Angel Chen and Nick Lyon troubleshoot a coding problem from their shared office at NCEAS. By supplying working groups with full-time support, they can push projects forward even though the groups aren’t meeting.

To help working groups focus on the analysis, rather than methodology, the LTER Network Office hired two data analysts, Angel Chen and Nick Lyon, in 2021. They tackle short but critical wrangling tasks during working groups’ in-person meetings, grind away at long-running bits of analysis from afar, and teach critical collaborative and technical skills to facilitate easier collaboration within groups. The result is that working groups spend less time bogged down in technical troubleshooting and more time thinking about, analyzing, and orchestrating novel science.

In the storm

For most groups, Nick and Angel first reveal their utility while sitting in on four day working group meetings at NCEAS, which houses the LTER Network Office.

For example, when the Drought Effects synthesis group met in September 2022, Nick and Angel sat in on every hour of the meeting. “We’re listening, we’re paying attention, and they start asking questions like ‘What would be a good figure to visualize this?’” recounts Nick. “And then Angel or I would chime in and say, ‘oh, well, you know, you could make a violin plot and it would let you see distribution and also sample size,” and suddenly the analysts are put to work.

The Ecosystem Transitions working group kicks off their four-day in-person meeting by meeting with the analysts.

A major benefit of having two dedicated analysts on call is that groups can partition them off to complete tasks while continuing to do the conceptual work of synthesis. And while plotting is a relatively light lift, other tasks might require more attention.

For example, when the Plant Reproduction synthesis group realized their compiled dataset was missing a key metric, seed mass for each species, they called on the analysts. “They were like, ‘okay, we have over 100 species and we need to find all of their seed masses’”, says Nick. “And so we found a database that includes this information and we queried it for all of those species.”

By the following afternoon, their dataset had the required information—and the other group members kept cranking through their other work in the meantime. “It made everything so much more efficient to have them there,” says Jalene LaMontagne, lead PI of the Plant Reproduction synthesis group.

And because there are two data analysts onboard, the analysts themselves can split up and partition their time during the meetings. The Plant Reproduction group, for example, broke into several small groups to tackle two aspects of their project during their in-person week in October 2022. While Nick was wrangling the plant data, Angel sat with another group developing a data processing script. “If they ever ran into issues, then I could just be there to help them in real time,” she says.

Through the doldrums

In-person meetings are short, and split by long-periods of remote work for the groups. In these between periods, analysts can tackle daunting analytical tasks. By applying full-time effort, they speed through tasks that might take a group with variable schedules and commitments much longer to complete.

Nick and Angel work on a coding issue during a working group meeting while the rest of the group tackles other work. The analysts allow groups to partition labor, leading to more efficient meetings.
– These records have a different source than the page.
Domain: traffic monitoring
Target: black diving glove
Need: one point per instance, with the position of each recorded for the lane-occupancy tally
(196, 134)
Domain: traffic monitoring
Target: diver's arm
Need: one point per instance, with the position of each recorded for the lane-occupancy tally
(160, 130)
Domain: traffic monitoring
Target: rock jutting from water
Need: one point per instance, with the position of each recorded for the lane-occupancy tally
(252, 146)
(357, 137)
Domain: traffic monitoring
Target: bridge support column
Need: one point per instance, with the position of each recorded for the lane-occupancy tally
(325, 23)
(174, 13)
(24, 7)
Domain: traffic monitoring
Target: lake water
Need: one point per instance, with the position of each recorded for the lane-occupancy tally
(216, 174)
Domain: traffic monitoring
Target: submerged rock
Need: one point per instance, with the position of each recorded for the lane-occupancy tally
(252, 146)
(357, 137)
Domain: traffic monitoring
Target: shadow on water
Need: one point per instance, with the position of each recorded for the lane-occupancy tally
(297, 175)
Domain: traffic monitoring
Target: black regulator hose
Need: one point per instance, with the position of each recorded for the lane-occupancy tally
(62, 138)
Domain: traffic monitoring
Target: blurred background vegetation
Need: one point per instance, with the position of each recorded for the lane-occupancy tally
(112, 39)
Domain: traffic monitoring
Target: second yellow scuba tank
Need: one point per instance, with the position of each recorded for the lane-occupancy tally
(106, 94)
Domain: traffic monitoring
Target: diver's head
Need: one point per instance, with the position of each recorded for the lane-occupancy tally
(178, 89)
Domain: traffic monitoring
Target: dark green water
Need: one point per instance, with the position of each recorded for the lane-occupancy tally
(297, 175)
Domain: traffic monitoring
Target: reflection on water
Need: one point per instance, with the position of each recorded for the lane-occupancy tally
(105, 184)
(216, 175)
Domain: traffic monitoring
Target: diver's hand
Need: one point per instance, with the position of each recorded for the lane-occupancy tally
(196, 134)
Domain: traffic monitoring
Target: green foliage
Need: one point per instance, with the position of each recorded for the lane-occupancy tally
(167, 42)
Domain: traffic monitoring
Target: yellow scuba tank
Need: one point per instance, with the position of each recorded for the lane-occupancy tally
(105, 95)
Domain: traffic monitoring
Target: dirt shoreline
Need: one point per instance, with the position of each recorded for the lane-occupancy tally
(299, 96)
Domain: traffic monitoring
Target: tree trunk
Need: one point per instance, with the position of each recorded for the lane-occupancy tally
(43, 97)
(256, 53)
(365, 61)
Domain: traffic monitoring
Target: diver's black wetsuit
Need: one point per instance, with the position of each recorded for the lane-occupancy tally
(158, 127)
For example, the Silica Synthesis working group had silica export data from rivers around the globe, a huge dataset compiled during their in-person meeting. They needed a way to compare trends between all the rivers across time, a convoluted analysis with quite a few moving parts—but had months before their next in-person meeting.

They put the analysts on the task. After an in-depth meeting that honed in on exactly what kind of analysis the group needed, Nick split off and developed a workflow that achieved their goals over the course of a week. The resulting workflow—a breakpoint analysis with several factors that group members could manipulate—meant that the group could start playing with data, rather than spending time mired in methodological purgatory.

Nick packaged the workflow in a convenient R package. This package, accessible through GitHub, guaranteed that each member of the working group could instantly access the latest version of the script. Then, he created a document walking through the workflow, including instructions on how group members can alter the parameters to suit their own analytical needs.

This is an example of what the analysts call an “analytical sprint,” a two-week period of focused effort towards a working group task. Sprints are an all-hands-on-deck effort to surmount a technical problem that may be preventing groups from making rapid progress. In the Silica Synthesis case, the group let Nick develop a protocol that, when finished, would let them start an in-depth exploration of the actual data. As a result, the group’s brainpower and, importantly, available time, was spent analyzing and understanding the data, rather than writing code.

Teach a researcher to code…

Two analysts can’t do everything, of course, and often working group researchers want or need to dig deep into their own analysis. With a dozen or so members in any given group, synchronized coding practices and reproducible scripts are crucial for efficient work. Yet most researchers never receive formal training on collaborative data analysis, partly because many individual academics rarely develop scripts in large groups.

Data analysts help facilitate better collaborative synthesis by teaching a suite of tools specifically designed to make coding with others easier. These include formal workshops on using GitHub or the Tidyverse R package, which promote easier remote collaboration or common and readable coding syntax, respectively.

The analysts meet with the Drought Effects working group, plugging into their conversation and giving the group an extra pair of hands in the analysis.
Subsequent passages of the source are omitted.